LA Clippers: Ty Lue outcoaches Doc Rivers in this 2020-2021 NBA season

LA Clippers head coach Tyronn Lue talks with LA Clippers guard Patrick Beverley (21). Mandatory Credit: Russell Isabella-USA TODAY Sports
LA Clippers head coach Tyronn Lue talks with LA Clippers guard Patrick Beverley (21). Mandatory Credit: Russell Isabella-USA TODAY Sports

When our LA Clippers ended up losing our 3-1 lead over the Denver Nuggets in the postseason last year, it was clear change needed to happen. The Clippers and their head coach at the time, Doc Rivers, ‘mutually’ parted ways. Rivers, however, didn’t think that too much change would be happening.

“Ty Lue was sitting right next to me. So he better hope it’s not adjustments. It ain’t going to be much different,” Rivers said, in response to criticism from Clippers’ star guard/forward Paul George.

George criticized Rivers on the ‘All the Smoke’ podcast for the way Rivers utilized him. He ended up circling back and actually ended up blaming himself for the collapse. Regardless, Rivers has now been proven incorrect on his statement about how ‘it ain’t going to be much different’ under his former assistant coach in Lue.

Ty Lue performed better in his first year as the LA Clippers’ head coach than Doc Rivers did last year.

Rivers was criticized for not making adjustments for the LA Clippers in the 2020 NBA Postseason after the blown lead.

He put many odd lineups on the court during the postseason at confusing times, and didn’t make the right adjustments when adversity hit. Lue, on the other hand, mastered the art of adapting in the playoffs this year, and now has a Conference Finals appearance to show for it.

In the first series, Lue and the Clippers went down 2-0, despite having the first two games at home, and then opened up Game 3 in a 20-6 hole. He came back through making defensive adjustments.

It was clear that he needed to do something different in his plan to defend the likes of guys like superstar Luka Doncic and Clipper killer Tim Hardaway Jr. He did, and he ended up winning the series in seven games.

Lue made a variety of adjustments, but most notably found ways to avoid advantageous matchups for Luka off of the pick-and-roll (which he feasted on early in the series), which made the Mavericks a one-dimensional team. They were forced to rely on Luka one hundred percent of the time, and that’s a tough formula to win by.

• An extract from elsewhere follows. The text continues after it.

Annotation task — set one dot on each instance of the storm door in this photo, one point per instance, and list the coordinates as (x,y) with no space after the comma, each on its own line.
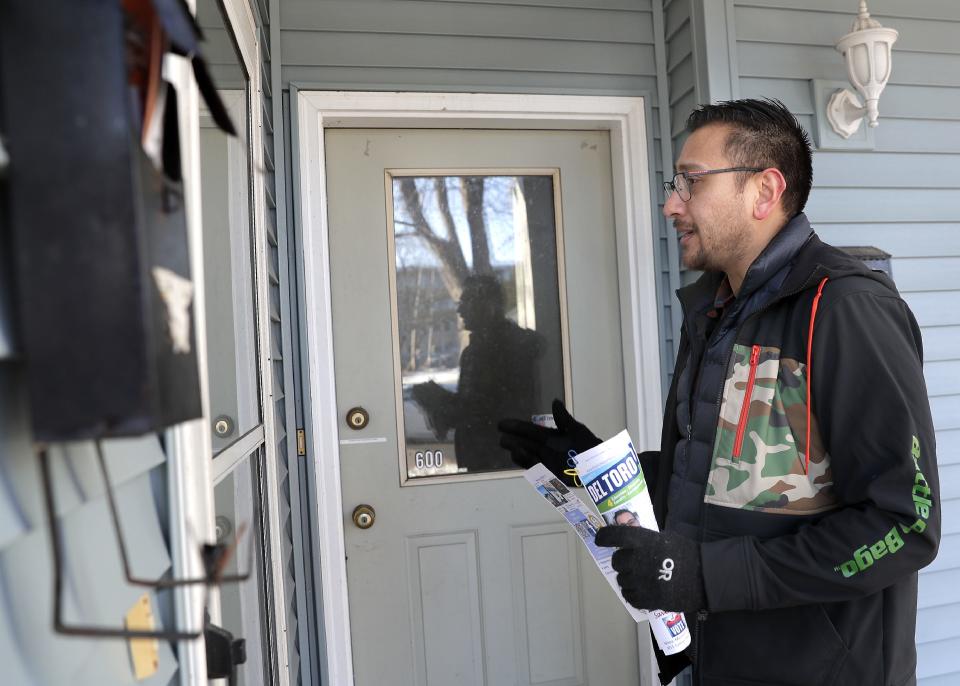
(473,276)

Also, just as notably, Lue went with smaller lineups to tire out Kristaps Porzingis and the Mavs’ other bigs. He continued with this approach in the next series, and it worked there too.

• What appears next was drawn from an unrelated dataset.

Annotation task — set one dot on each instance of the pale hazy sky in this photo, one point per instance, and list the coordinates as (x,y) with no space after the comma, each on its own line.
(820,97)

Even when Kawhi Leonard went down, he stuck with smaller lineups for the most part and forced Rudy Gobert to try to guard the perimeter. He couldn’t, and the likes of George, Reggie Jackson, and Terance Mann absolutely torched the Jazz’s defensive deficiencies.

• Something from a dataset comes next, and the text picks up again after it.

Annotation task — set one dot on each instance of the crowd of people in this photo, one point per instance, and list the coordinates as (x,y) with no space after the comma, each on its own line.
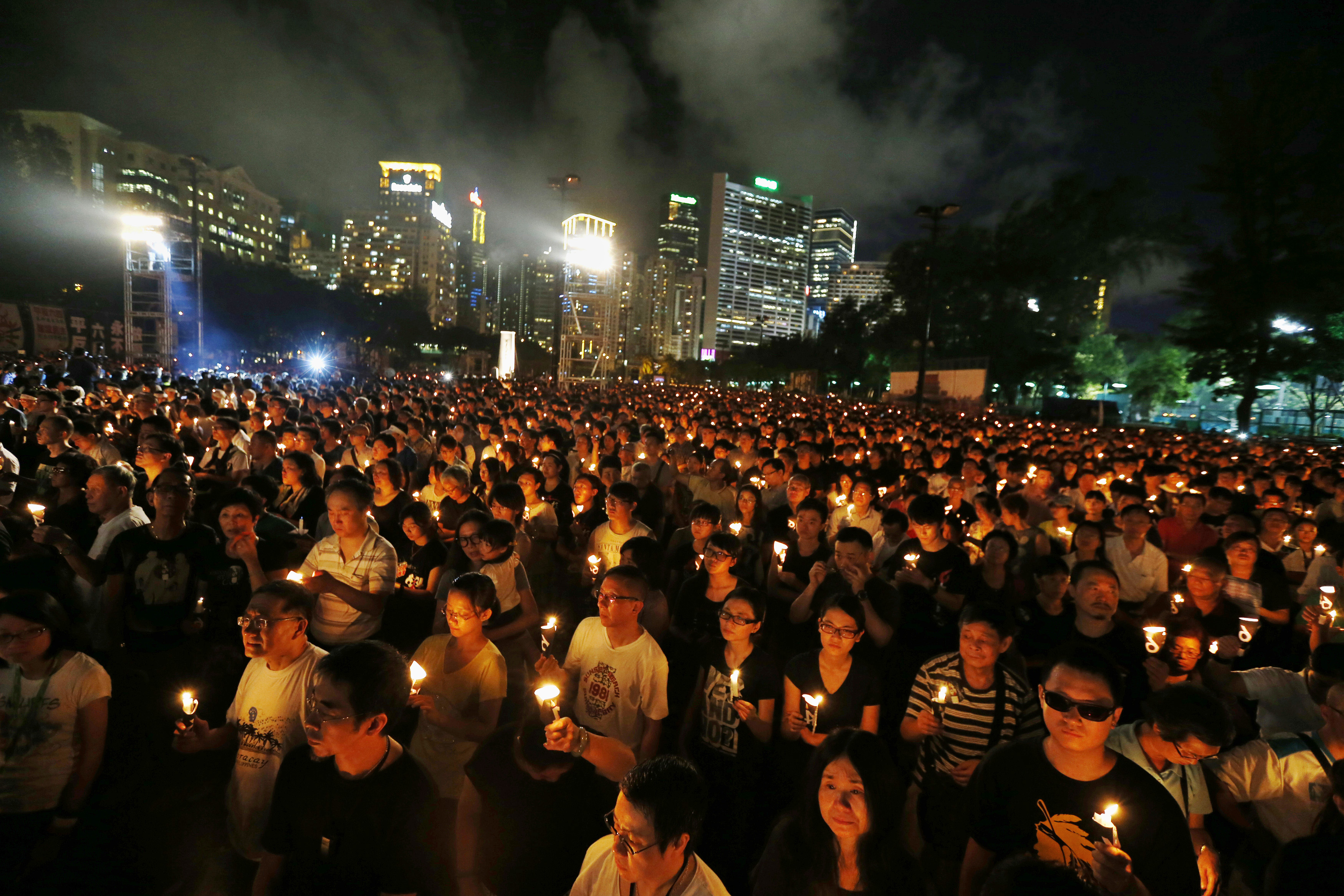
(414,636)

If Ty Lue would have stuck with the plan for the first two games of the series, we wouldn’t be in this round, and we may have been swept in the first round.

So, it actually has been ‘much different’ with Lue at the helm. Rivers on the other hand, just lost to a very inexperienced Atlanta Hawks team in the Eastern Conference Finals. Rivers’ 76ers were playing with superstar Joel Embiid not 100% healthy, but Lue dealt with many more injuries this season than Rivers did this year for the Sixers.

Lue obviously even dealt with his number one player in Leonard going down for the last two games of the Western Conference Semifinals, and still won the series in six. It’s not all Rivers’ fault for what happened in Philadelphia, but he deserves some of the blame, and shouldn’t have decided that the Clippers weren’t going to be ‘much different’ this year.

They were, and not only did Lue outcoach Rivers this year, but he outcoached what Rivers was last year as well.